MUSEUMS AND HERITAGE

TITLE OF RESEARCH

Collaboration Between Museums: A report for the Museums & Galleries Commission

COMMISSIONED BY

Museums & Galleries Commission

Author(s)
Kate Arnold-Forster, Stuart Davies
(1998) London: Museums and Galleries Commission, 122 pages, ISBN 0 948630 66 3, £16.00


ARTS RESEARCH DIGEST


Collaboration Between Museums: A report for the Museums & Galleries Commission

OBJECTIVES
To provide an up-to-date picture of the ways in which museums collaborate and work together.

METHODOLOGY
Literature review; consultation through individual visits, interviews and by informal discussion; production and dissemination of questionnaire; selected case studies of nine museums. CONTENTS
Executive summary; Introduction; The culture of collaboration; Collaboration reviewed; National and non-national museums; Local authority museums and services; Museums agencies; International museum collaborations; Conclusions: Report fundings assessed against key issues of the study brief; The future of collaboration; Recommendations; Appendices.

SUMMARY
The report found that a substantial majority of those who responded to the survey were involved in one or more collaborations. Loans and exhibitions, and the exchange of advice are amongst the most popular and successful types. A range of agencies that support museums rely to some extent on collaborative strategies.
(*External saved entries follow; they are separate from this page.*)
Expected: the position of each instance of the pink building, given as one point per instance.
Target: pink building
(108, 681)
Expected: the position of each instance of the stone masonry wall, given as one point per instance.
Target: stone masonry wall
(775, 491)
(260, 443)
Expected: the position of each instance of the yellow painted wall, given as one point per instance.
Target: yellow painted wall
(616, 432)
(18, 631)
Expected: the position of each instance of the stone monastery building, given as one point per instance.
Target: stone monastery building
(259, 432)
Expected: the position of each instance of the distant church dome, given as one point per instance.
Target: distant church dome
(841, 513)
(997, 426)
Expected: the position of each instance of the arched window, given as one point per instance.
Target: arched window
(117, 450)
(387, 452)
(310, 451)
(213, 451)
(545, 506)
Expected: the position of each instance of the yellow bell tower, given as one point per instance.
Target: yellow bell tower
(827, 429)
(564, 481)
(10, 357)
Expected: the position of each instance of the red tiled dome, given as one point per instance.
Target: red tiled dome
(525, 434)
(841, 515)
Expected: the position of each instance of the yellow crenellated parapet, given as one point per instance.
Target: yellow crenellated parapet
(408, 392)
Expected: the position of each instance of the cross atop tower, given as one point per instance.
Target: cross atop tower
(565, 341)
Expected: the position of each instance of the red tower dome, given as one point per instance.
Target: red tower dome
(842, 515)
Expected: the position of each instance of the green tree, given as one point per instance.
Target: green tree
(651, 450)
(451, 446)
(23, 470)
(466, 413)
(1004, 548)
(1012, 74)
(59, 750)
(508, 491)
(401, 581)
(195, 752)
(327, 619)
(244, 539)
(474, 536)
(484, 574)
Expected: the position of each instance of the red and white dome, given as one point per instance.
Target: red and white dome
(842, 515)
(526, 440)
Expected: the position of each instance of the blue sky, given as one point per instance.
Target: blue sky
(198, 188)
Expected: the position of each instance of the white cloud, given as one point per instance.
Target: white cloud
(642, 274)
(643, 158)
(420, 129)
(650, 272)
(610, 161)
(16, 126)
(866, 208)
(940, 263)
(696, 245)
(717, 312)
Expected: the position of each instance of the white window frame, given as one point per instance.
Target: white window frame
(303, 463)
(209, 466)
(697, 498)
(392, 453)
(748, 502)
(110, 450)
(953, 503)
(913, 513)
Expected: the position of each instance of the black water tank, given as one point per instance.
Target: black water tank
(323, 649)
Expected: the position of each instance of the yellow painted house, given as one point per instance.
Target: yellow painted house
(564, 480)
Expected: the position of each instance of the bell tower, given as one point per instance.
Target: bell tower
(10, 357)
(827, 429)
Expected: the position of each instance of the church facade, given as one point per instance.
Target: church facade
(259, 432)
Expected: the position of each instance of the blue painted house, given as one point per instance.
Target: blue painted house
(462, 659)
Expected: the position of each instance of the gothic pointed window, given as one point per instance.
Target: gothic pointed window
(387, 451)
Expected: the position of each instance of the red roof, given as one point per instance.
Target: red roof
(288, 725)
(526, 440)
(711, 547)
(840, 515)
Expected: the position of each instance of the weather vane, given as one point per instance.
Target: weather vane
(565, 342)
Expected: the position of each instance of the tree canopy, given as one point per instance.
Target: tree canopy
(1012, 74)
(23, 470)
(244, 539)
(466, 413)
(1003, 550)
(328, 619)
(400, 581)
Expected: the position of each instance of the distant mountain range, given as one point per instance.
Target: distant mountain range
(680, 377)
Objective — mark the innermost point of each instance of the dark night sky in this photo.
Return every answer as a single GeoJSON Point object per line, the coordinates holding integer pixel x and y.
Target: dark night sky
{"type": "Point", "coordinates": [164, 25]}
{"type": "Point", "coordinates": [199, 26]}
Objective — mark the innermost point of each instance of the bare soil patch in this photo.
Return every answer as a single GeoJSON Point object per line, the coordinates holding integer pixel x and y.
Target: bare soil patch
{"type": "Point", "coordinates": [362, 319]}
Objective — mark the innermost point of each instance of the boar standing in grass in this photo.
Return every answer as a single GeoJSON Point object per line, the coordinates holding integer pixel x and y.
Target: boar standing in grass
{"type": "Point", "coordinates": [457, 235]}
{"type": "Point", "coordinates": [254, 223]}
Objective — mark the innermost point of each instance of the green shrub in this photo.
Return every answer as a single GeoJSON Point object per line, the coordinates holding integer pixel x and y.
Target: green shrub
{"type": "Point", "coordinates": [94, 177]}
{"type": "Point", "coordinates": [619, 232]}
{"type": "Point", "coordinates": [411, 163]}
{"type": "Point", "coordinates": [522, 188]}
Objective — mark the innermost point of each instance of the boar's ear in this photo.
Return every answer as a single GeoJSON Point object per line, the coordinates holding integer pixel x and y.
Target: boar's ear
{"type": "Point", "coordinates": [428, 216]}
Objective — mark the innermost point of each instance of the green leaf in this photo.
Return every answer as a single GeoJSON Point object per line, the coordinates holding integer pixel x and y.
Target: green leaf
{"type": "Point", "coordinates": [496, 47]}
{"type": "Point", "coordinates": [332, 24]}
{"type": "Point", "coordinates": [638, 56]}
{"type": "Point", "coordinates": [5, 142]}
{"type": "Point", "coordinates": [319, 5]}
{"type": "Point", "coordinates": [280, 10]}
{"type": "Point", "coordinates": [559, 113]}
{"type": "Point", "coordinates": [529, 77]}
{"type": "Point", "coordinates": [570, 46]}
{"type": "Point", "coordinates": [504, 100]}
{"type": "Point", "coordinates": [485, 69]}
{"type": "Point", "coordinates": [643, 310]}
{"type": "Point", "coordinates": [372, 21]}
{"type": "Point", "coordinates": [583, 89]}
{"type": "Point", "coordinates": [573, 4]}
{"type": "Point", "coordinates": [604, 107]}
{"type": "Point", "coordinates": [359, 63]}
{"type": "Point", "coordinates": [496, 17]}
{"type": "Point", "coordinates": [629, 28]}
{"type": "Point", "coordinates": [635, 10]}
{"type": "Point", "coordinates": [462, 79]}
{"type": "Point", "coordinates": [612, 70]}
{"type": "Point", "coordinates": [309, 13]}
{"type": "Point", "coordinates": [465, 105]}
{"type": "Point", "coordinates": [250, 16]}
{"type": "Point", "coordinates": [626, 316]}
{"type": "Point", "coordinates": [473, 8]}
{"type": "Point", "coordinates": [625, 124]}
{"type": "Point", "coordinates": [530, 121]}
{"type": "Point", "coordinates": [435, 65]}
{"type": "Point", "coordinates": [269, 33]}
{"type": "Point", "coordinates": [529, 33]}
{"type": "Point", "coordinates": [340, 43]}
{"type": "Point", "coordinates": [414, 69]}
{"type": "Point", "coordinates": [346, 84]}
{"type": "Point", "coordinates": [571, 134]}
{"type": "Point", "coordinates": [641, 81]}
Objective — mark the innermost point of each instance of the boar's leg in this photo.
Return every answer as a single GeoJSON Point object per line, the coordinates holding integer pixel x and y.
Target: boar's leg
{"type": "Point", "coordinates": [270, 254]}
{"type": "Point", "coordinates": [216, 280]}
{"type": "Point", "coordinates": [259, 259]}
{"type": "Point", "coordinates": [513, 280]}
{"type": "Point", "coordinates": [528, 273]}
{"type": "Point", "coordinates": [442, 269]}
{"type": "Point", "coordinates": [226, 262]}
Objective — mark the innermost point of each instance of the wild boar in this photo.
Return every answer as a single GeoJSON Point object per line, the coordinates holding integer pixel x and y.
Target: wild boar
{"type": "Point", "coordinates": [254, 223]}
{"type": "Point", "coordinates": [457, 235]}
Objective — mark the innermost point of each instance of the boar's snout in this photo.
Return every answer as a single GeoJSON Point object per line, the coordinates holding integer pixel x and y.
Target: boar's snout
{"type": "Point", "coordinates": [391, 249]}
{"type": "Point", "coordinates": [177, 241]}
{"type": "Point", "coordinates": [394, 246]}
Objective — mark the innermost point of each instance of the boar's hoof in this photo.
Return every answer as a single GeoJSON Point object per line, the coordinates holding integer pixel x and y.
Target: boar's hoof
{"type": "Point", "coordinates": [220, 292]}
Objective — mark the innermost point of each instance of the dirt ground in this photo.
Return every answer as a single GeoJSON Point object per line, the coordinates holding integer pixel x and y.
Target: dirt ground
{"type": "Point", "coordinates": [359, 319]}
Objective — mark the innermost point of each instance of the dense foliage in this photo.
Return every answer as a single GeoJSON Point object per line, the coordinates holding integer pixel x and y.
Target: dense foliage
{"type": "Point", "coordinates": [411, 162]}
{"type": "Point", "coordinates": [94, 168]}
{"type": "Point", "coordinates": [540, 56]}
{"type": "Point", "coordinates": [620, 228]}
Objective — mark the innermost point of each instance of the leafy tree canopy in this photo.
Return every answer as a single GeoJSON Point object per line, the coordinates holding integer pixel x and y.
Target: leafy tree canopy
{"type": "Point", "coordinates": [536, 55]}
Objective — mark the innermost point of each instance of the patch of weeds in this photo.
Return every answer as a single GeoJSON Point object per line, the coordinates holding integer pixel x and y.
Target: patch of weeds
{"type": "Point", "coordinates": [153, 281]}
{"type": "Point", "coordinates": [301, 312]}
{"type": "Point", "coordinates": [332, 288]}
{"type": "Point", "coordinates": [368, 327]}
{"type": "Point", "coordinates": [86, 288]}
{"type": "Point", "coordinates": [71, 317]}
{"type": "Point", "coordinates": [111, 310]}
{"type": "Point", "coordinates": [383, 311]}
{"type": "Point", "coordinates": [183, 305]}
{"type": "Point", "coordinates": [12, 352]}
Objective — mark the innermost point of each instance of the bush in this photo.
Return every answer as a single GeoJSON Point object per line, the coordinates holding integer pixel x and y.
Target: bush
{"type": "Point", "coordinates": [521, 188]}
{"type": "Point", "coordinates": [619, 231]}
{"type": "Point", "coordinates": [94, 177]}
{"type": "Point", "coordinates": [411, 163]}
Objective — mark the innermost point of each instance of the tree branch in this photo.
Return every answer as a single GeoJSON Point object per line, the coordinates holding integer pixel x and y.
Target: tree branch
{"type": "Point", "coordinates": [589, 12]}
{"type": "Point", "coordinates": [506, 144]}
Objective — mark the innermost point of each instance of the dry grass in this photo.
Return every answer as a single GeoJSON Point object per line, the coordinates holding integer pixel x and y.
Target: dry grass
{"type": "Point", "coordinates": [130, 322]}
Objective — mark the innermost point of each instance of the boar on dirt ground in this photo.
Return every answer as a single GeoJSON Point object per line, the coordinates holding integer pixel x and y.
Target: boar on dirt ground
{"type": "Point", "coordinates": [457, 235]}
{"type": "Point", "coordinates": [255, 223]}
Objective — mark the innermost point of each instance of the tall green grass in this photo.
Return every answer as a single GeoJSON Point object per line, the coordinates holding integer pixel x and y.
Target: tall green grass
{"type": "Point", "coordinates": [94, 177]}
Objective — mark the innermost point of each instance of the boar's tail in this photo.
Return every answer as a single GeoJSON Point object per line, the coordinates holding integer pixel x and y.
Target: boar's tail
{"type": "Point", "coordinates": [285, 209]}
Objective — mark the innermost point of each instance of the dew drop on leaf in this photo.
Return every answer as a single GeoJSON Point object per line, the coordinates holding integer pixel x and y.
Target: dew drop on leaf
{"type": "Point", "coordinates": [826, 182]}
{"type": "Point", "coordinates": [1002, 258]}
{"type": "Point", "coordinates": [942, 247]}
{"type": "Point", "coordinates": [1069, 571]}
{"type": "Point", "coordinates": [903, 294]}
Collaboration provides a mechanism for limited resources to be shared more equably between museums and allows museums to participate in meeting the wider or shared objectives of external bodies. Much of the most successful evidence of museum collaboration is quite often modest in scale and funding but there is an increasing tendency for collaboration with outside funding bodies to involve large budgets and may involve arrangements to collaborate with non-museum organisations. Collaboration has been confined mostly to `traditional' areas. It concludes that collaboration has already proved its value but it still has much more to offer. The areas where most collaboration takes place at present are: loans, temporary exhibitions, archaeological projects, informal information networks and local marketing initiatives. Potential areas for future collaboration are: commercial activities; joint services; collection co-ordination; museum/non-museum collaboration; `super' collaborations; specialist collection collaborations; staff and expertise; sharing of skills; touring, exhibitions and loans; and collection management. Detailed survey findings are presented.